This package contains Matlab implementations of various kernel-based statistical hypothesis tests for the two-sample problem, as described in GreEtAl07, GreEtAl09, and GreEtAl12.

We propose to test whether distributions P and Q are different on the basis of samples drawn from each of them, by finding a smooth function (the witness function) which is large on the points drawn from P, and small (as negative as possible) on the points from Q. We use as our test statistic the difference between the mean function values on the two samples, or maximum mean discrepancy (MMD): when this is large, the samples are likely from different distributions. Smoothness is enforced by restricting the witness function to a unit ball in a reproducing kernel Hilbert space.
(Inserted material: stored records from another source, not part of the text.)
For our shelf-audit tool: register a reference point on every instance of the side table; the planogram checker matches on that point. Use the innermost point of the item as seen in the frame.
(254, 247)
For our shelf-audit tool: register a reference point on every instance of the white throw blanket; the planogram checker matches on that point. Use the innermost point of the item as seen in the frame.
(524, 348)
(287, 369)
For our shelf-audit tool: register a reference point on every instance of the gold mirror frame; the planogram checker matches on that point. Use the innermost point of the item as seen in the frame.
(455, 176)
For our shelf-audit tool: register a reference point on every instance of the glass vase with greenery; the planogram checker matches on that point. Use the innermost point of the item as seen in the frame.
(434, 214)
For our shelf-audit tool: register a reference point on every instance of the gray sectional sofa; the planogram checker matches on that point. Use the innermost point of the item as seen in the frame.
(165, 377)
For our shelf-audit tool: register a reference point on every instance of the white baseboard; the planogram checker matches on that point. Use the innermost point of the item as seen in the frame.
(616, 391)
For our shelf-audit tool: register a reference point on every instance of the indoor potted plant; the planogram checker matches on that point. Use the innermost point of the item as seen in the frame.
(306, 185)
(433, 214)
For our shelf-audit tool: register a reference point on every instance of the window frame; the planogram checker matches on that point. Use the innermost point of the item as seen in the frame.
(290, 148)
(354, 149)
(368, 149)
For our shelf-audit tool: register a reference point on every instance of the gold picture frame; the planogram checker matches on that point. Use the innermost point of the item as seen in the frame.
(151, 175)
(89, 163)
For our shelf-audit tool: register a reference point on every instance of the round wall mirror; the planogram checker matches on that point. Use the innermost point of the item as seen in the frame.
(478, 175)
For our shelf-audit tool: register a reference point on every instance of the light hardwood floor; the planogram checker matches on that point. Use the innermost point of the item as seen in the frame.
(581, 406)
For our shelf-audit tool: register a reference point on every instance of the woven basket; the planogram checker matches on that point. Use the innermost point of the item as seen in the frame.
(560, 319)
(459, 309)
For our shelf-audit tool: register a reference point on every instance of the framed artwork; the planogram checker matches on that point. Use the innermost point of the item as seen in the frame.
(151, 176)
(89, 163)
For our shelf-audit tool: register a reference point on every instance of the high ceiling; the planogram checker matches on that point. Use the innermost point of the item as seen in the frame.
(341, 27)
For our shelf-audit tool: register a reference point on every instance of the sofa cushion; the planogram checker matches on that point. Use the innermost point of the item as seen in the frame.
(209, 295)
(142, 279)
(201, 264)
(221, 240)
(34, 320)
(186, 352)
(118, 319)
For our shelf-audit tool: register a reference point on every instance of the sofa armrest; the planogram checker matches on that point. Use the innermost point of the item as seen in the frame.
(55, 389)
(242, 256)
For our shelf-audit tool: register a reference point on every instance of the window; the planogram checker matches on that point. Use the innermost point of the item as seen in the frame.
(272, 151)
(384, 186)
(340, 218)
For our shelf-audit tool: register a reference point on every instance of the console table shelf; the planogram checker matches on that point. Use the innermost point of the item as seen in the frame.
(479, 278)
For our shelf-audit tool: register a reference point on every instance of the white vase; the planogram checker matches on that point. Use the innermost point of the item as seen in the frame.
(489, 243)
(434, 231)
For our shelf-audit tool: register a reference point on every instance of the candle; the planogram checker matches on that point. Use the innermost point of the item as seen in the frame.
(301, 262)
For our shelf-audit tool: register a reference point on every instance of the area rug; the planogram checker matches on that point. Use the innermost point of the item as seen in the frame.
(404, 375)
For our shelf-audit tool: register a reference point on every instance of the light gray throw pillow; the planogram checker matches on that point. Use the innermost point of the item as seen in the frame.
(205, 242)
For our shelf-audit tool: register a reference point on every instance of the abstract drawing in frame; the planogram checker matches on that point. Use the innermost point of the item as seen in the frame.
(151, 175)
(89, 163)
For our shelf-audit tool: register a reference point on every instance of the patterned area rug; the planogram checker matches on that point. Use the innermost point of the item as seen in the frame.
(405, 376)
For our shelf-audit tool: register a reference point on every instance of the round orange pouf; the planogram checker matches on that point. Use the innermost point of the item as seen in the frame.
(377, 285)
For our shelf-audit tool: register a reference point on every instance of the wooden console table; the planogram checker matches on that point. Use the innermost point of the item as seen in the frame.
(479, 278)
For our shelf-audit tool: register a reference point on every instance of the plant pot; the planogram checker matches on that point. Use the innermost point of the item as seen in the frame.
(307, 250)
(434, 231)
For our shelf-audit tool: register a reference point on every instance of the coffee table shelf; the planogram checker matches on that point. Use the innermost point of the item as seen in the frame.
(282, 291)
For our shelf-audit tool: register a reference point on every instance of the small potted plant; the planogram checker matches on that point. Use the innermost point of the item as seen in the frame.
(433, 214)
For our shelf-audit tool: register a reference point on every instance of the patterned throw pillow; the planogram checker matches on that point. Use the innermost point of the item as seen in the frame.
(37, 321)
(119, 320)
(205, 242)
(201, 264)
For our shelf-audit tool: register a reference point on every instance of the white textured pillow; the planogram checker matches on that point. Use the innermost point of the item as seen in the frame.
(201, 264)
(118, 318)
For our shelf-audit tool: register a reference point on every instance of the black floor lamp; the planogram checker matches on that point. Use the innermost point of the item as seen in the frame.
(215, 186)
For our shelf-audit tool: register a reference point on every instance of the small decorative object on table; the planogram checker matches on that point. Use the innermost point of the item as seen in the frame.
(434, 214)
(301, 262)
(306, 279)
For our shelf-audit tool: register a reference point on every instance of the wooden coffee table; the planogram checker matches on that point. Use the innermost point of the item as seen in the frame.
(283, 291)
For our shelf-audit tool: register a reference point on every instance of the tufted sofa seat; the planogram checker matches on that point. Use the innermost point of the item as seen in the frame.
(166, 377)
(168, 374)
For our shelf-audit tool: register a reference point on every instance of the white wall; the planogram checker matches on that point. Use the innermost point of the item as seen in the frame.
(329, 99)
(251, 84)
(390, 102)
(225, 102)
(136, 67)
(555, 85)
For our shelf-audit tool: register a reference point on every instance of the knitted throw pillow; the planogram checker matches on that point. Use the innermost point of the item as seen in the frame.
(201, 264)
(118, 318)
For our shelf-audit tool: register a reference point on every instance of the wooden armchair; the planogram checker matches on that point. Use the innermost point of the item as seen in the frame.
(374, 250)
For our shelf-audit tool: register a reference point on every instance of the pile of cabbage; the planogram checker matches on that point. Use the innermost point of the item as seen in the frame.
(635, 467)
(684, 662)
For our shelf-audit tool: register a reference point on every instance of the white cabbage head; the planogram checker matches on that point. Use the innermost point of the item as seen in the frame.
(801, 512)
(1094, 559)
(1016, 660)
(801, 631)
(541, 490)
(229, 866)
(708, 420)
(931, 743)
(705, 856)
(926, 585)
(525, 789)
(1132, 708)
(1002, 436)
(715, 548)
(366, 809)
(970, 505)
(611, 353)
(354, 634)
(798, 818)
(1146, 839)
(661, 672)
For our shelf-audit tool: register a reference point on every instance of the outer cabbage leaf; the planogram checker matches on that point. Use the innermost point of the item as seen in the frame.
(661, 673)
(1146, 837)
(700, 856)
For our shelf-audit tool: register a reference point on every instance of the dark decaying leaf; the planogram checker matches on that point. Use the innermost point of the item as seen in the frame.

The MMD is an instance of an integral probability metric.

Four strategies may be used to calculate the test threshold:

• Bootstrap (mmdTestBoot.m) uses bootstrap resampling on the aggregated data to obtain a test threshold, as described in GreEtAl12. This option is recommended for first-time users: it is computationally costly, but does not require checks for possible failure conditions.
• Fast, consistent test (mmdTestSpec.m) uses the eigenvalues of the joint kernel matrix over both samples to obtain a consistent estimate of the null distribution, as described in GreEtAl09. Before using this option, check that there are sufficient data available to avoid truncation of the eigenspectrum (see Figure 2, Section 4 in GreEtAl09 for details).
• Moment matching using Pearson curves (mmdTestPears.m) fits Pearson curves to the first three moments (and uses a lower bound on the fourth): see Section 5 of GreEtAl12. This is the slowest of the tests, and can fail under some circumstances, since it is not guaranteed to be consistent (see Figure 1, Section 4 in GreEtAl09). That said, it can be more accurate than bootstrap at small sample sizes (roughly speaking, less than 100 points from each of P and Q, but this depends on the distributions; see Section 8.2 of GreEtAl12). Requires the Matlab statistics toolbox.
• Gamma test (mmdTestGamma.m) uses a Gamma approximation to the null distribution, as described in Eq. 8 of GreEtAl09. Very fast to run, but it has no guarantees of consistency, and can fail in some circumstances (see Figure 1, Section 4 in GreEtAl09).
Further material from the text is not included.